Grand Budapest Hotel
Wes Anderson’s rambunctious but elegant Mitteleuropa farce stars Ralph Fiennes on brilliant comic form
Film Title: Grand Budapest Hotel
Director: Wes Anderson
Starring: Ralph Fiennes, Tony Revolori, Jude Law, Saoirse Ronan, Tilda Swinton, F Murray Abraham
Running Time: 99 min
A few critics have, from time to time, accused Wes Anderson of “contrivance”. What now? All fictions are contrived. Unlike real life, stories tend to have middles that lead neatly from exploratory beginnings to neatly tidied-up endings.
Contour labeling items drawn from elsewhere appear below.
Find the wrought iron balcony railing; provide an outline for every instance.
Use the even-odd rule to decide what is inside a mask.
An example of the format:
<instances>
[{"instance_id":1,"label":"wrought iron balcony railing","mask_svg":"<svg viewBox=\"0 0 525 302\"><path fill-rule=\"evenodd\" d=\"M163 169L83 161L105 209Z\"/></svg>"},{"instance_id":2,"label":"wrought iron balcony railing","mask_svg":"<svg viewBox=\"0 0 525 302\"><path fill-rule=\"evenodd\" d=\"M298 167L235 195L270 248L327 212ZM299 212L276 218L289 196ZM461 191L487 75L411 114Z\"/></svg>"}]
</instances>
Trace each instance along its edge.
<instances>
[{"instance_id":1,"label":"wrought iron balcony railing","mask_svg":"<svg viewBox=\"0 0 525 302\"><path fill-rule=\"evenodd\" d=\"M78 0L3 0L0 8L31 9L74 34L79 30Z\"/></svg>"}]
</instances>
If there has been a problem with Anderson’s recent live-action work, it has more to do with contrivance’s evil twin: disorder. The Life Aquatic with Steve Zissou and The Darjeel ing Limited felt like second-string Wes. The frustratingly uneven Moonlight Kingdom kept it together for a lovely opening act, then degenerated into running around and shouting.
All is forgiven. Grand Budapest Hotel conveys the impression of disorder: midnight flights, wild ski rides, outbreaks of gunplay. But it is as tightly wound as the best farces of Feydeau or Molière. Add in the director’s gift for nesting stories, his taste for grotesques and his exquisite eye, and you have the best Wes Anderson film in a decade.
As Anderson is wont to do, Grand Budapest Hotel trades on nostalgia for a largely imagined earlier era. This is the romantic, doomed Mitteleuropa that inspired Ruritanian adventure stories by Eric Ambler and Anthony Hope. Belgian cartoonist Hergé enjoyed that world as well, and the film employs the same elegant visual language – neat frames cluttered with lovely objets d’art – that made his Tintin comics so delicious.
We begin with narrative Russian dolls. A teenage girl reads a memoir penned by someone listed only as “the author”. The story relates a journey, made in the 1960s, to the Grand Budapest Hotel – located in the Republic of Zubrowka – which the author (Jude Law) finds to be living poorly on past glories. He meets the owner of the establishment (F Murray Abrahams) and settles down to hear how it came into his possession.
That tale packs every second of the picture’s busy 99 minutes with incident. Much of it finds Gustave (Ralph Fiennes), the hotel’s concierge, and Zero (Tony Revolori), a new lobby boy, hurriedly trying to extinguish one of a hundred metaphorical fires.
It transpires that the endlessly charming, superbly organised Gustave is an operator on a trans-European scale. He manages to juggle professional duties with the seduction of older, richer female guests. But the wheels do occasionally shudder on their axes.
Chaos looms when one of those conquests, the ancient Madame D (a heavily made-up Tilda Swinton), dies in “mysterious circumstances”. At the funeral, Gustave learns that Madame D has left him a hugely valuable painting called Boy with an Apple. The family murmurs and, shortly thereafter, Gustave finds himself framed for the old lady’s murder.
As you may have gathered, the film swells with Hitchcockian MacGuffins. But Anderson keeps the pace so furious and works so hard at tying up loose ends that little scratching of heads is ever necessary.
He is greatly assisted by an extraordinarily amusing performance from Fiennes. That actor has proved himself in many fields over the years, but, to this point, his talents as a farceur have been kept well under wraps. If we must reach for a comparison, then Cary Grant will do well enough: cracking double-takes; grace under fire. Fiennes’s hints of inner fragility add, however, a poignancy you rarely got from Grant. Maybe Robert Donat in The 39 Steps is a better comparison.
Anderson’s most bewildering achievement is to pack so much into such a compact space. The film abounds with celebrity cameos, almost all of them worthwhile. It gets across omens about this antique territory’s looming annihilation during the second World War. And it features some of the loveliest, most elegantly composed production design you could ever dream of enjoying.